Samskip has launched a new four-times weekly rail shuttle link between Duisburg, Germany and Falköping, Sweden, in a significant shift in focus for unitised services connecting Sweden’s southern industrial heartland and the rest of Europe.
Coordinated through Samskip’s rail centre in Genemuiden, the Netherlands and supported through local representation from its local team in Åhus, Sweden the Duisburg – Falköping shuttle becomes one of the four regular rail services operated by Samskip between its German rail hub and southern, western and midland Sweden. Between 19 and 21 trains connect the two EU nations per week.
Under the terms of a new haulage agreement with Hector Rail, the new service takes the place of direct connections between Duisburg and Göteborg although Samskip customers more local to the Swedish seaport will be supported through a dedicated link to Falköping.

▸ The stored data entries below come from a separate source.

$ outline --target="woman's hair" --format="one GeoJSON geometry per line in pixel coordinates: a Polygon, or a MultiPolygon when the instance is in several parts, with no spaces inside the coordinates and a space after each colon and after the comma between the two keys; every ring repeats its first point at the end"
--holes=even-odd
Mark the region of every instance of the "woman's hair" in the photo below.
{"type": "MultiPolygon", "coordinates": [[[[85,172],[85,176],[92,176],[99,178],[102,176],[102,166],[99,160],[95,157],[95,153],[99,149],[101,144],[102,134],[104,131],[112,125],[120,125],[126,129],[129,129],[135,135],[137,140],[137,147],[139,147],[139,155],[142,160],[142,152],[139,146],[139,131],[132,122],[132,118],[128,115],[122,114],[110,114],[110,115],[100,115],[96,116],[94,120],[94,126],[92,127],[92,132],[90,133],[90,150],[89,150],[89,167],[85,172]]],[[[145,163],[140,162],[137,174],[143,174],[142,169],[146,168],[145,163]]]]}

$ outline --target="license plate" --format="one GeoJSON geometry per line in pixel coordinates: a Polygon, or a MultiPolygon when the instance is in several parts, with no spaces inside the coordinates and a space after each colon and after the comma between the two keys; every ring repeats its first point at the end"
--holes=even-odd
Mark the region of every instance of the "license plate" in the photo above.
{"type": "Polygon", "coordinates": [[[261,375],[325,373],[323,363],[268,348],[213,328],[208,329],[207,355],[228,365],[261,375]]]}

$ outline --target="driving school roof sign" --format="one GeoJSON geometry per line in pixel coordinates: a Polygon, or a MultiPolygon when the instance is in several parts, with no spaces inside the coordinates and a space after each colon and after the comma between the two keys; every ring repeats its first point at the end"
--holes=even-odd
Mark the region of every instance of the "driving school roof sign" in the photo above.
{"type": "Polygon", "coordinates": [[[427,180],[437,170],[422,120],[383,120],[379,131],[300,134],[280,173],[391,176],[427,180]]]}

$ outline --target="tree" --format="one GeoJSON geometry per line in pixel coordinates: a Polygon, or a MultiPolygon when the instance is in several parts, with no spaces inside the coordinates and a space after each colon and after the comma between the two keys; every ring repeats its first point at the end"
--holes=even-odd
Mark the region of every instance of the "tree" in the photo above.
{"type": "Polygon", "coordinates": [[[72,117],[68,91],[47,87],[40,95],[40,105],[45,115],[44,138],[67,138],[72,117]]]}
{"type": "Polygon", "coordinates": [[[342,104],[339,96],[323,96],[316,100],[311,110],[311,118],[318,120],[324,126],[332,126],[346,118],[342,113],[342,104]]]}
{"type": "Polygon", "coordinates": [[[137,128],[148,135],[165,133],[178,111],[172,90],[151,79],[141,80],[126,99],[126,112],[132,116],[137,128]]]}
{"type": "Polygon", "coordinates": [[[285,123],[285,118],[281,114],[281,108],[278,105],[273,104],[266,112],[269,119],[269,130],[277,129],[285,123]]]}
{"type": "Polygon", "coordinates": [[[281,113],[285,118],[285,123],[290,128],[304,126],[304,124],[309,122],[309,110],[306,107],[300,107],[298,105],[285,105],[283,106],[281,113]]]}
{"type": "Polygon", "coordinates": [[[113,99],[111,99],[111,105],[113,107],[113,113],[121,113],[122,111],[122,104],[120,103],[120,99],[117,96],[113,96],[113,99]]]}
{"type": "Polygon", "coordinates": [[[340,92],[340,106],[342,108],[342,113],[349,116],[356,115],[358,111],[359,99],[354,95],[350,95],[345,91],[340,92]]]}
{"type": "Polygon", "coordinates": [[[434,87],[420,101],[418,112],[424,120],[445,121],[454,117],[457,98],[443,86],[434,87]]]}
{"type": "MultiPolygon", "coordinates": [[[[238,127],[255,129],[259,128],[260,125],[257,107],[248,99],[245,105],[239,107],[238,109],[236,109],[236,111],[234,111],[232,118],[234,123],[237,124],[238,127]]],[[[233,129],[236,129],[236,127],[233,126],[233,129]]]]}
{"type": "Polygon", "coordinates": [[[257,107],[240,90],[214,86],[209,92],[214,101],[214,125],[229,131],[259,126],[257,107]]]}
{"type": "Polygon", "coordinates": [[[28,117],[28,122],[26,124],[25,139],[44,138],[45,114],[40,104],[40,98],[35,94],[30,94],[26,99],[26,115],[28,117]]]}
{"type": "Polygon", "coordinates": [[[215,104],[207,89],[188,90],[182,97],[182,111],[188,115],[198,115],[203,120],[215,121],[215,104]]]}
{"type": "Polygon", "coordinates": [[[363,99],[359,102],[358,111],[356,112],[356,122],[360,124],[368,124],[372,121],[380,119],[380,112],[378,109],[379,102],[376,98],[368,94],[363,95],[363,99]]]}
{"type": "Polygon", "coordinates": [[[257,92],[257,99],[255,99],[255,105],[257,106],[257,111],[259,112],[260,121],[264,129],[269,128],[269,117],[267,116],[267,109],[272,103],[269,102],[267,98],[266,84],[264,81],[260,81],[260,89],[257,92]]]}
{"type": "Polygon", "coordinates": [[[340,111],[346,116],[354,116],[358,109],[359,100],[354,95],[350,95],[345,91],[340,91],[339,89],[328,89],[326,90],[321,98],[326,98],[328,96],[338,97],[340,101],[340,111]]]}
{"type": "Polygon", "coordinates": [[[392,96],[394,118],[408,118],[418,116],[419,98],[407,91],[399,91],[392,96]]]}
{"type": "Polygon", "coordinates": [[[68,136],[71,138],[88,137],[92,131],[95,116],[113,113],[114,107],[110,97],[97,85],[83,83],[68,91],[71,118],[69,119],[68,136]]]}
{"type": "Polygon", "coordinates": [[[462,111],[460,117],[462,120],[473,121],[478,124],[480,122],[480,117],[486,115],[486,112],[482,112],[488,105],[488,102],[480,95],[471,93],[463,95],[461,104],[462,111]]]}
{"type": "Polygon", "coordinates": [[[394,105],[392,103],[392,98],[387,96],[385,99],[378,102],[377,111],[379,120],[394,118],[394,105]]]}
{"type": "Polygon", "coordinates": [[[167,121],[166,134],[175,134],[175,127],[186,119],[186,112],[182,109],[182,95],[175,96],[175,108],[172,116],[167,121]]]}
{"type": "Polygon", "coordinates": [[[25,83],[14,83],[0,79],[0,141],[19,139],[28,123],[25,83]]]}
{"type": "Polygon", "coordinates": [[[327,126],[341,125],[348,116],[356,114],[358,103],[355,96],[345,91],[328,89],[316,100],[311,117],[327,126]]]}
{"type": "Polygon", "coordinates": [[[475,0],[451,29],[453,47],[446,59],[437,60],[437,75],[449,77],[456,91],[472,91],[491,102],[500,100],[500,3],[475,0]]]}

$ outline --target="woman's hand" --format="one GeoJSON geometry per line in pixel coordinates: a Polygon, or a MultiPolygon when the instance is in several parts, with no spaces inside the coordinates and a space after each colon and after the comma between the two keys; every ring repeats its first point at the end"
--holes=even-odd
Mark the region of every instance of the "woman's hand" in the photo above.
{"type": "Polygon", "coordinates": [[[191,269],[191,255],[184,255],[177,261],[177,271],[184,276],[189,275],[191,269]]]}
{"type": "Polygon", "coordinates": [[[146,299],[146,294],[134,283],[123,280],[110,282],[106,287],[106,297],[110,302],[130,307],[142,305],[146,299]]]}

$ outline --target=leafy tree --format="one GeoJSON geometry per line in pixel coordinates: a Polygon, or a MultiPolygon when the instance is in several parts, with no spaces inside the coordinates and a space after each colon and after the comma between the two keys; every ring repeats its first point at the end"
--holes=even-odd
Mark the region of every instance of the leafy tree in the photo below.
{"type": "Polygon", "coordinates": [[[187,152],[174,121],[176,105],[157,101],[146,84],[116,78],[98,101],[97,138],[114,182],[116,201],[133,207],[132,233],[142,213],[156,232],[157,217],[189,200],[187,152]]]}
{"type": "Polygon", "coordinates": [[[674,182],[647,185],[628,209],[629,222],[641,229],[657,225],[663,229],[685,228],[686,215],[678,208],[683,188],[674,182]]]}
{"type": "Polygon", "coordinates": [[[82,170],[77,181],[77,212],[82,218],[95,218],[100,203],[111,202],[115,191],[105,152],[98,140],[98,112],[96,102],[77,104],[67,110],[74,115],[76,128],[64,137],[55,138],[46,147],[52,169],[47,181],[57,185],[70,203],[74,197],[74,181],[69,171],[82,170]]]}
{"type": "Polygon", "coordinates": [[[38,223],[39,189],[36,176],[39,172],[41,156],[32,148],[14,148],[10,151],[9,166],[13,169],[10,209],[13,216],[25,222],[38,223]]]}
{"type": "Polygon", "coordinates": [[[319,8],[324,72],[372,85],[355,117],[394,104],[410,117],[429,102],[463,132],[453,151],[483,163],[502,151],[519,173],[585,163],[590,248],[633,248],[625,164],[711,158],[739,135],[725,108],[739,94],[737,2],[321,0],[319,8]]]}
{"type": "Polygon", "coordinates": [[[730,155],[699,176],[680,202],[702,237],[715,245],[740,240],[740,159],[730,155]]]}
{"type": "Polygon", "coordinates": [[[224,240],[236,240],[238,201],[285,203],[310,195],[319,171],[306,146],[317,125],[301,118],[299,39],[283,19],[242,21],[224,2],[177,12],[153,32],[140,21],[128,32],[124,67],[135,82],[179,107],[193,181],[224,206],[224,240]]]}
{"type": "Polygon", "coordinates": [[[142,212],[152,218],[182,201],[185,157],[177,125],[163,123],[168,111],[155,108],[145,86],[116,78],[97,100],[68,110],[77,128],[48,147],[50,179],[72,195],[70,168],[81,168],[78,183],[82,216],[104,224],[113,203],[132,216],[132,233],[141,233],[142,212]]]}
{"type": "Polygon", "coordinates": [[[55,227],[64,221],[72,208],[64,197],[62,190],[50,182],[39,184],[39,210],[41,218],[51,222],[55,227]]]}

“As the provider of the most extensive freight rail services connecting Sweden to Europe’s mainland, we are adjusting our network to reflect growing demand inland, at a time when new shortsea capacity concentrated at Göteborg is chasing ever scarce drivers for trailer services,” said Gert-Jan Meijer, Samskip Trade Manager Sweden. “We are enhancing reliability for inland industrial customers around Falköping and bringing loads closer to them for final delivery miles by road, also offering crossdocking services out of the terminal with immediate effect.”
Meijer highlighted the sustainable nature of the multimodal option, which will cut CO2 emissions by a minimum of 50% over its road service counterpart. Swedish exporters whose nearest unitised train connection was at Falköping could also be newly assured of their full eligibility to take advantage of multimodal payload advantages available under EU law, he said.

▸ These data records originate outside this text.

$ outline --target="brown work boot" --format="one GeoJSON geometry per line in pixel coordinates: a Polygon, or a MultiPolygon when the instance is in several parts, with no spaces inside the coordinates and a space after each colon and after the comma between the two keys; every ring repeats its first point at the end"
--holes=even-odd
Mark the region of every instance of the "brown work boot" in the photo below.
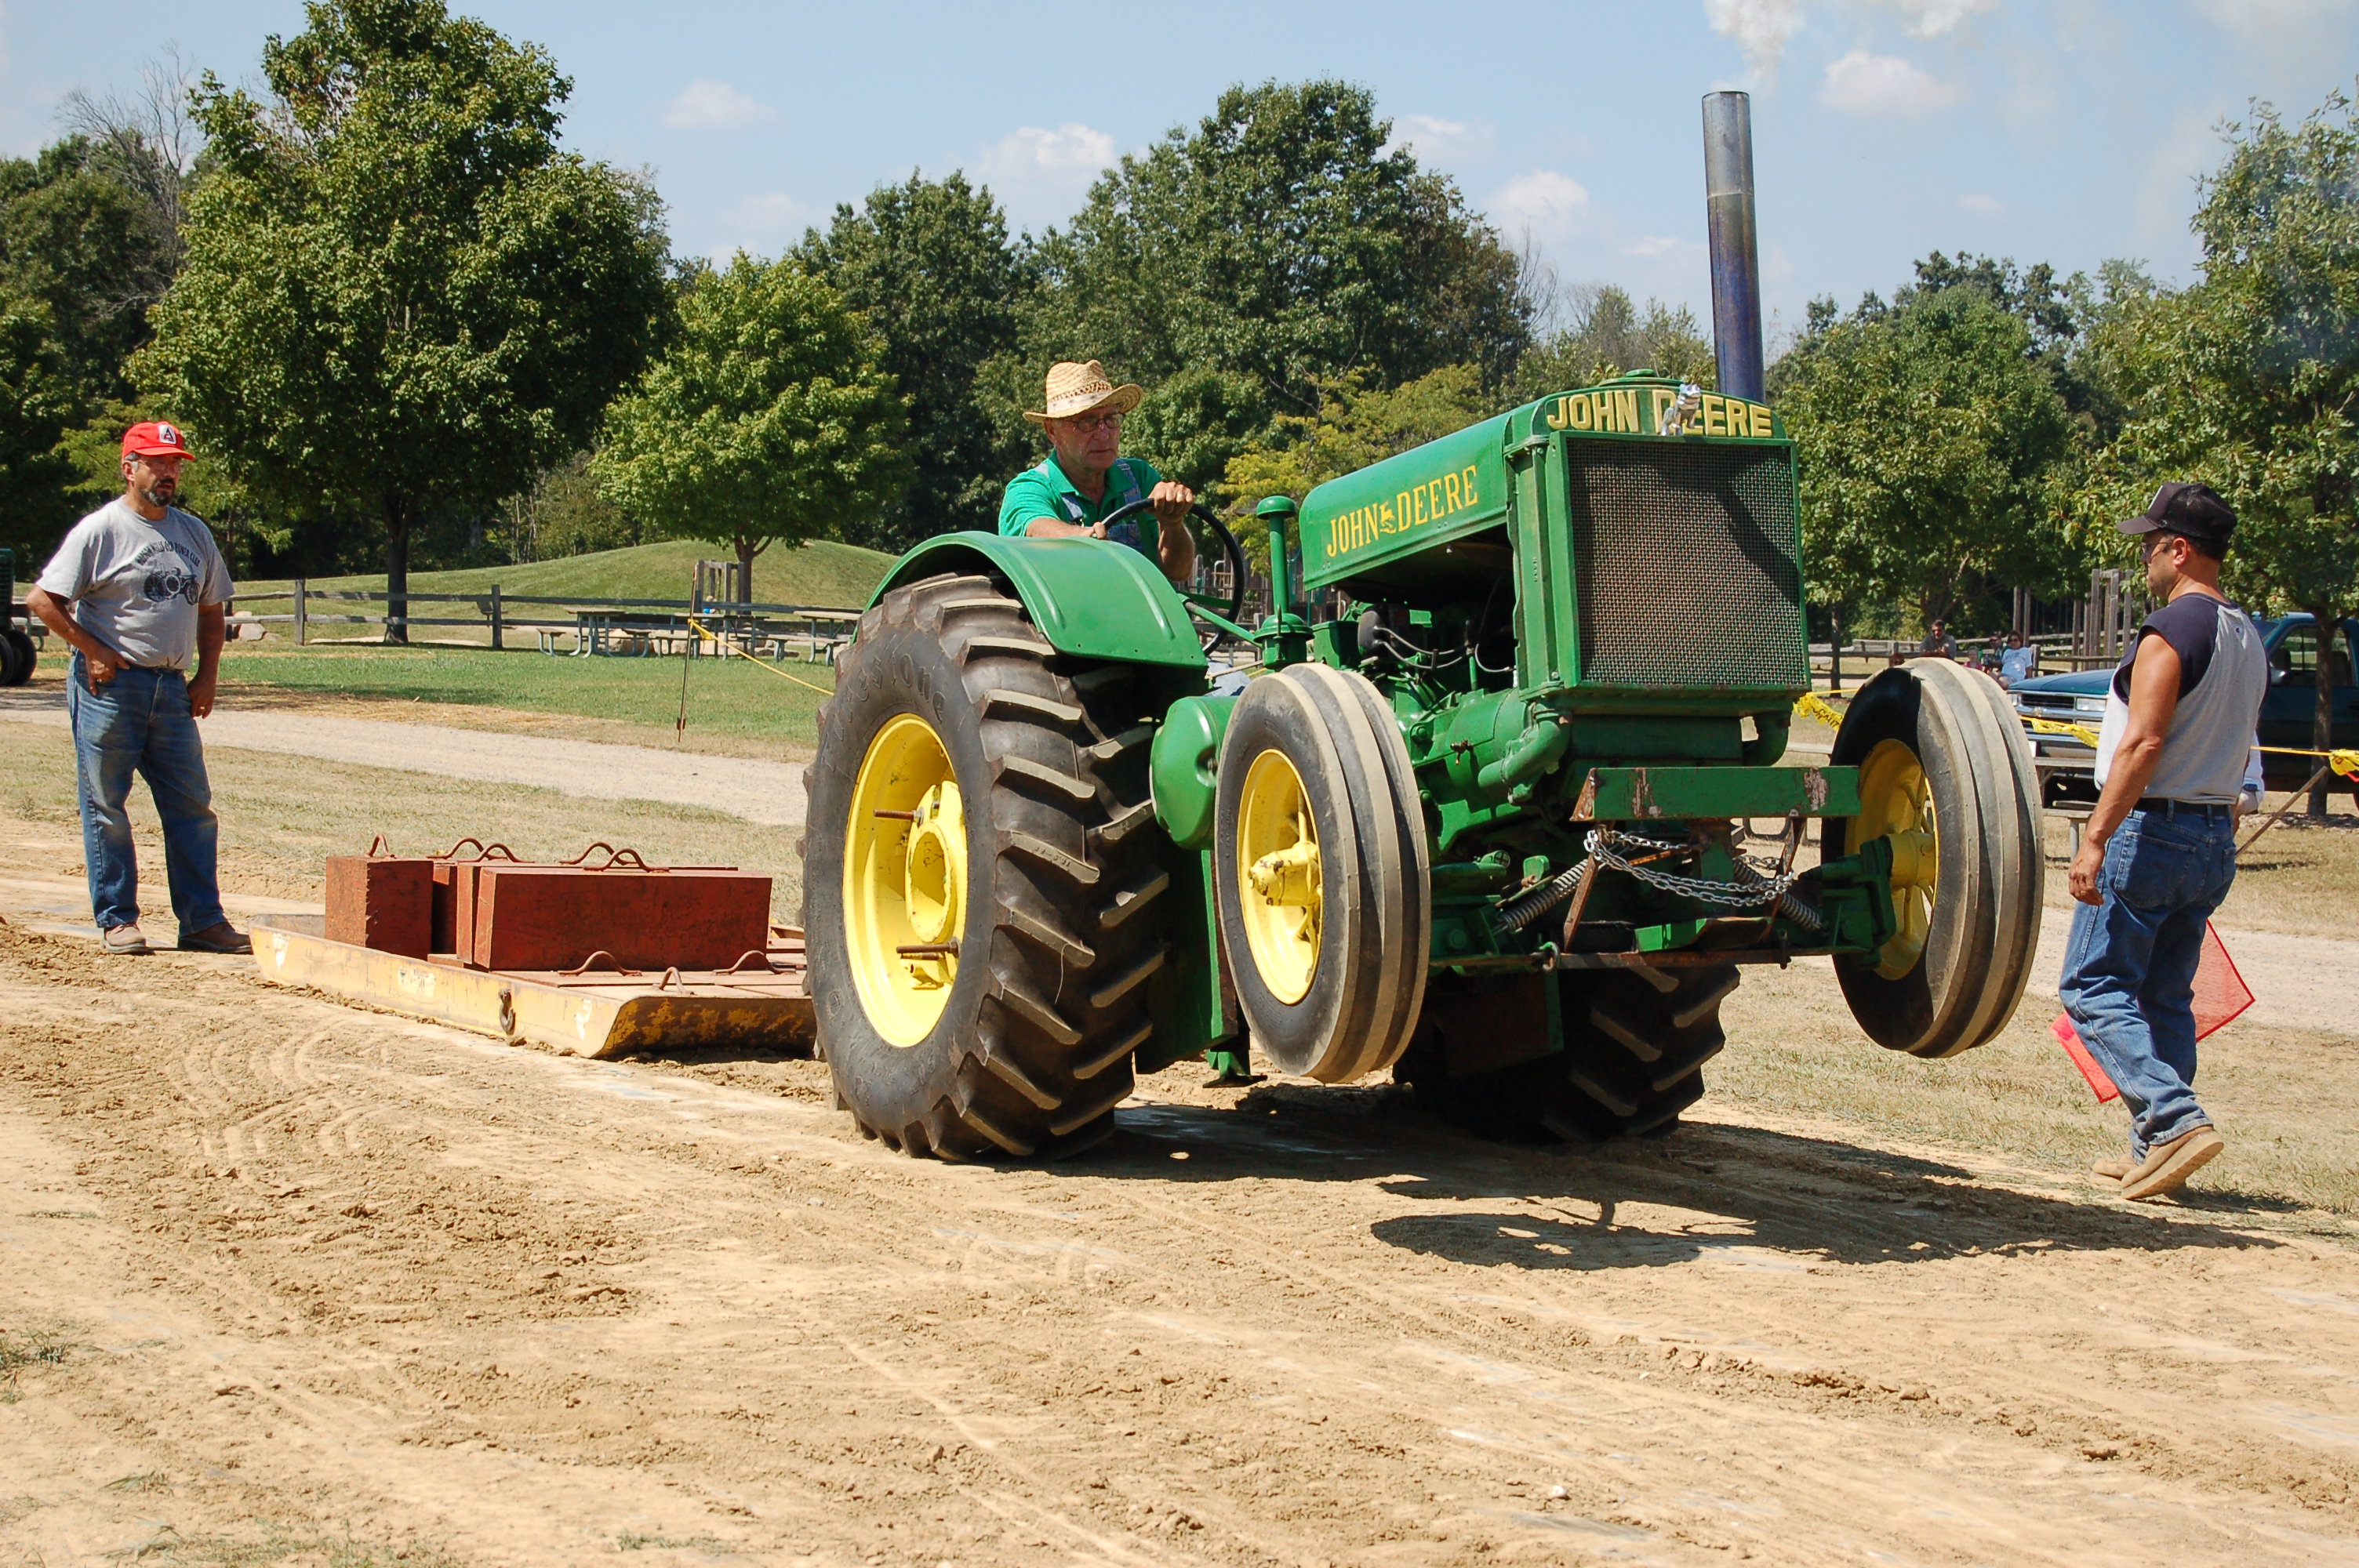
{"type": "Polygon", "coordinates": [[[202,931],[193,931],[180,938],[183,953],[251,953],[254,944],[245,933],[223,921],[202,931]]]}
{"type": "Polygon", "coordinates": [[[2128,1175],[2136,1165],[2136,1161],[2126,1160],[2121,1155],[2115,1154],[2109,1158],[2099,1160],[2094,1164],[2091,1165],[2089,1167],[2089,1173],[2093,1176],[2102,1176],[2109,1182],[2118,1182],[2124,1176],[2128,1175]]]}
{"type": "Polygon", "coordinates": [[[136,957],[148,951],[147,938],[136,925],[110,925],[99,935],[99,941],[110,953],[136,957]]]}
{"type": "Polygon", "coordinates": [[[2186,1184],[2188,1177],[2211,1163],[2212,1156],[2227,1146],[2208,1127],[2182,1132],[2168,1143],[2158,1143],[2146,1152],[2136,1170],[2122,1178],[2122,1196],[2135,1202],[2177,1192],[2186,1184]]]}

The Duisburg connection provides a gateway to Samskip’s service network to Southern Europe, including Italy, Spain, Portugal and Turkey, with growth in volumes especially strong into northern and southern Germany over the last year according to Meijer. The German port also offers opportunities in the UK and Irish markets via Samskip’s shortsea hub in Rotterdam.
By contrast, overland rail services between continental Europe and Göteborg had been faced by a sharp injection of ro-ro capacity connecting to Benelux ports in the last 24 months, at a time when the port’s own rail facilities had been centralised away from the docks area.

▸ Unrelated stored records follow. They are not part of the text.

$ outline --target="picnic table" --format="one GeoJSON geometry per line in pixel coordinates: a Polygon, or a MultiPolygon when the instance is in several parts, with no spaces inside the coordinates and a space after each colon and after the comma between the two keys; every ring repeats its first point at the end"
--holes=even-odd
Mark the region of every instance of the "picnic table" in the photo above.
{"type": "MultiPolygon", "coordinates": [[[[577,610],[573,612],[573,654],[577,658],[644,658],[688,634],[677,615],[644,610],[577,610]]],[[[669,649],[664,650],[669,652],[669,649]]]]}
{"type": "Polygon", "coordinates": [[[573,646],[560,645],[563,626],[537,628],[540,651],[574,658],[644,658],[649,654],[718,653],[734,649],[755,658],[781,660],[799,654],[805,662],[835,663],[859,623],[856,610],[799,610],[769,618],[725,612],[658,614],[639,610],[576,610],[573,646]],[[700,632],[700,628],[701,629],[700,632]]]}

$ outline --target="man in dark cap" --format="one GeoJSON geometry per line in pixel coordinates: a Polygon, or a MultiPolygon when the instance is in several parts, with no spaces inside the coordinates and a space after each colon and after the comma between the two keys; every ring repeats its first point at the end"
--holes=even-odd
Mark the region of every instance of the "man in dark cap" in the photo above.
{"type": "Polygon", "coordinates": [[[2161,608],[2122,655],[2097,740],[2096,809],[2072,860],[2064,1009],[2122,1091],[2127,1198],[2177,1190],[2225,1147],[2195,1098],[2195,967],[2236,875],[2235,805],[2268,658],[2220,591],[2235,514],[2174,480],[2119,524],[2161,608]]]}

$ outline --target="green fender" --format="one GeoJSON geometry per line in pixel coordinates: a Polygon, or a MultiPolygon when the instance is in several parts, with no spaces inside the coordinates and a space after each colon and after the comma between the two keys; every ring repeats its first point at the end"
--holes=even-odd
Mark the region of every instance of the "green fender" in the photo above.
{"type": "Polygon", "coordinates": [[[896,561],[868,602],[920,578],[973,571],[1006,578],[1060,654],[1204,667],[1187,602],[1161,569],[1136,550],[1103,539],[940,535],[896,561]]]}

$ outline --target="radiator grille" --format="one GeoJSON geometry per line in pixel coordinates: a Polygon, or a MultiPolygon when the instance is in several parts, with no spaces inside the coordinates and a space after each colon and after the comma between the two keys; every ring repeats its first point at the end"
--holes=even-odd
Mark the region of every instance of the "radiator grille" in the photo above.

“Falköping is ideally located for growing demand to move automotive parts into the Netherlands and Germany,” added Remco Leijgraaff, Samskip Sales Manager Rail Network. “Samskip has already responded to this trend with significant investments in 3m internal height ‘mega’ trailers over the last 18 months. The potential is also there to develop 40ft ISO container transits between Sweden and China via daily services connecting at Duisburg to the ‘New Silk Road’. Overall, we think Falköping is going to attract a different type of customer to the multimodal option.”